Die CDU-Fraktion fordert eine Ausbildungshundertschaft bei der Polizei. Ich sage dazu: Nicht alles, was sich bei Twitter auf 140 Seiten gut verkaufen lässt, ist auch eine sicherheitspolitische Maßnahme.
Statt dieser aktionistischen Forderung stelle ich in Übereinstimmung mit denjenigen, die tatsächliche Kenntnis von der Materie haben, fest: Die Ausbildungskapazitäten am Standort der polizeilichen Bildungseinrichtungen sind für bis zu 200 Polizeianwärter ausreichend. Selbst bei einer weiteren Erhöhung der Anwärterzahlen besteht überhaupt kein Erfordernis für eine sogenannte Ausbildungshundertschaft. Staatssekretär Udo Götze hatte bereits im Plenum am 11. November 2016 über diesen Sachverhalt berichtet. Ich hätte mir gewünscht, dass Sie daraus Schlussfolgerungen gezogen hätten. Ihr Schnellschuss zeigt das Gegenteil.

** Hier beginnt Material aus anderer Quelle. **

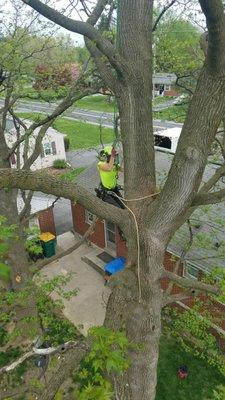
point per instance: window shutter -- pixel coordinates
(13, 159)
(53, 148)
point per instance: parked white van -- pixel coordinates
(167, 139)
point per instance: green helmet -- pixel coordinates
(104, 153)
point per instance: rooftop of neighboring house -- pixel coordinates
(10, 128)
(39, 202)
(163, 78)
(208, 223)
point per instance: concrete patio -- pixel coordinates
(88, 308)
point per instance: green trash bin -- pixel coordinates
(48, 242)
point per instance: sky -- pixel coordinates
(78, 14)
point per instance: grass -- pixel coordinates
(162, 99)
(81, 134)
(199, 384)
(71, 176)
(98, 103)
(175, 113)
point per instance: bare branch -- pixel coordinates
(215, 20)
(64, 105)
(37, 181)
(191, 284)
(84, 28)
(209, 198)
(164, 10)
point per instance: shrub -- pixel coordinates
(66, 143)
(60, 164)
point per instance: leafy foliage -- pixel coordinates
(60, 164)
(108, 354)
(192, 330)
(6, 232)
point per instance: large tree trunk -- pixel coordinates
(139, 314)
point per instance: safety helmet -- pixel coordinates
(104, 153)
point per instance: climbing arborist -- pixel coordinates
(108, 167)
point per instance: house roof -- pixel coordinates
(39, 202)
(170, 132)
(161, 78)
(208, 223)
(10, 128)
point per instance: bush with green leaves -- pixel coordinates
(108, 354)
(192, 330)
(7, 232)
(219, 393)
(56, 329)
(66, 143)
(60, 164)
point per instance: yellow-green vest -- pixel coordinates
(108, 178)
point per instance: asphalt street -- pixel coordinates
(86, 157)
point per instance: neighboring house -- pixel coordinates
(41, 214)
(164, 84)
(198, 261)
(167, 139)
(52, 147)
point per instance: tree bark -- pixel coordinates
(141, 319)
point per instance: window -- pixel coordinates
(48, 149)
(191, 271)
(89, 217)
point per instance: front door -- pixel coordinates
(110, 229)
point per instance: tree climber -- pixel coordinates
(109, 168)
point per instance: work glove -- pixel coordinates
(113, 153)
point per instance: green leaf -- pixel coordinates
(5, 272)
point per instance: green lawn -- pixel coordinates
(175, 113)
(199, 384)
(99, 103)
(71, 175)
(81, 134)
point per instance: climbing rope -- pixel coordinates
(122, 199)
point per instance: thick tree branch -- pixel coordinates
(84, 28)
(97, 12)
(37, 181)
(103, 67)
(209, 198)
(164, 10)
(63, 106)
(88, 233)
(191, 284)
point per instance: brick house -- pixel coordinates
(198, 261)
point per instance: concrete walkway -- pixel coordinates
(88, 308)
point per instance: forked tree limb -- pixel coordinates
(191, 284)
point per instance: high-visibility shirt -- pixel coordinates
(108, 178)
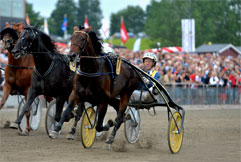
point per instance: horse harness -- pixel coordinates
(61, 57)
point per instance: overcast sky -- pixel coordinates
(45, 7)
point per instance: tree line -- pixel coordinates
(216, 21)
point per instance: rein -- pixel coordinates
(98, 73)
(47, 72)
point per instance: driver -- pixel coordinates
(149, 61)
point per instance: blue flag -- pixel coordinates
(64, 25)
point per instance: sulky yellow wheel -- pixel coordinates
(88, 131)
(175, 138)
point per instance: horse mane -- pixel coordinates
(96, 41)
(48, 42)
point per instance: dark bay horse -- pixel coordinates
(94, 81)
(17, 72)
(51, 75)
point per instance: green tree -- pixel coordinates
(93, 12)
(215, 21)
(57, 16)
(134, 19)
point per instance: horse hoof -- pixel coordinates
(13, 126)
(110, 140)
(110, 123)
(7, 124)
(24, 133)
(108, 147)
(70, 137)
(53, 134)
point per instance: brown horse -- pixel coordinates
(96, 83)
(17, 72)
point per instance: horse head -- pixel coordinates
(81, 43)
(9, 37)
(25, 41)
(33, 41)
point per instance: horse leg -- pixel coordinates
(6, 91)
(102, 108)
(78, 115)
(115, 103)
(32, 94)
(120, 117)
(59, 107)
(65, 115)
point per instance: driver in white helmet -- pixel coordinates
(149, 61)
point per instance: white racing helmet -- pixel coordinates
(150, 55)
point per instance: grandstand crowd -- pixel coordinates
(208, 69)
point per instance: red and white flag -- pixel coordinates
(86, 24)
(124, 34)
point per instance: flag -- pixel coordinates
(124, 34)
(27, 20)
(188, 35)
(104, 31)
(86, 24)
(46, 29)
(137, 45)
(64, 24)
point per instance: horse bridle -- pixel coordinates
(29, 44)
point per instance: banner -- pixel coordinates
(46, 29)
(27, 20)
(124, 34)
(86, 24)
(137, 45)
(188, 35)
(64, 24)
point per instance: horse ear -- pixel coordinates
(36, 25)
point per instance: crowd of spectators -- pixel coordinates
(187, 68)
(182, 69)
(191, 68)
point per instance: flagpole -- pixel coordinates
(65, 32)
(120, 23)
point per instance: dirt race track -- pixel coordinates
(212, 134)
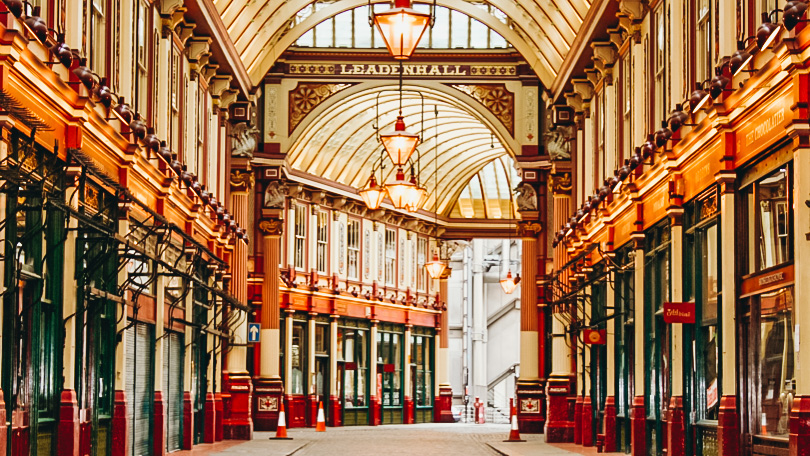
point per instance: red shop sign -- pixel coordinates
(679, 312)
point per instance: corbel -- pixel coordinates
(574, 100)
(226, 98)
(218, 84)
(208, 72)
(616, 37)
(583, 87)
(604, 52)
(185, 30)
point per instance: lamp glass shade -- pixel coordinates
(508, 283)
(373, 194)
(400, 190)
(399, 143)
(436, 267)
(401, 27)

Ich möchte ausdrücklich betonen, dass sich die gegenwärtige modulare Ausbildung insbesondere in Bezug auf qualitätssichernde Elemente der Polizeiausbildung bewährt hat. Gerade die modularen Ausbildungsinhalte in den Vorbereitungslehrgängen zum mittleren und gehobenen Polizeivollzugsdienst stellen besondere Anforderungen an personelle und materielle Ressourcen, die an den Standorten der Bereitschaftspolizei in Erfurt und Rudolstadt nicht gegeben sind. Daher kann die Bereitschaftspolizei dem Bedarf eines modernen und umfänglichen Vorbereitungsdiensts nicht genügen. Wir wollen eine moderne, leistungsfähige Polizeiausbildung, die den zukünftigen Herausforderungen gewachsen ist. Die gegenwärtige Ausbildung gewährleistet das. Sie ist ein Garant für den Erhalt von qualifizierten Polizeivollzugsbeamten für den Freistaat Thüringen. Die hohen Qualitätsansprüche, die wir an die Polizeiausbildung stellen, sind freilich nur eine Seite der Medaille. Die Gewinnung von geeignetem Polizeinachwuchs ist die andere Seite und nicht minder wichtig. Die Thüringer Polizei steht bei der Gewinnung von geeigneten Bewerbern im direkten Wettbewerb mit den Polizeibehörden der anderen Länder und des Bundes. Insofern müssen Standortvorteile klar herausgehoben, transparent und offensiv dargestellt werden.